3.29

18.7K 838 84
                                    


🌟🌟🌟
GWIAZDKUJCIE ❤️
🌟🌟🌟

Rano po przebudzeniu, bez otwierania oczu i z zasypanym głosem mówię „Hey Siri, what's time is it?". Marszczę brwi, gdy nie słyszę żadnej odpowiedzi. Obracam się na plecy z gigantycznym bólem głowy i przecieram oczy dłońmi.

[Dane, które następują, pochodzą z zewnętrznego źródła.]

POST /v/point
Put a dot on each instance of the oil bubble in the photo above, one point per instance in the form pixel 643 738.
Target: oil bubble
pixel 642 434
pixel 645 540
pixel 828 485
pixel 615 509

Po „złapaniu ostrości", serce zaczyna mi bić jak szalone.

- Gdzie ja do kurwy jestem? - mówię sama do siebie. Po chwili drzwi otwierają się na oścież, a do środka wchodzi Cameron i wszystko staje się jasne.

- O, już nie śpisz! - uśmiecha się.

- Co do kurwy...- mamroczę pod nosem. Po chwili dostrzegam, że mam na sobie jedynie majtki i o wiele za dużą koszulkę.

- Proszę - podaje mi szklankę wody oraz małą tabletkę - pamiętasz coś z wczoraj? - kręcę przecząco głową, zażywając lek.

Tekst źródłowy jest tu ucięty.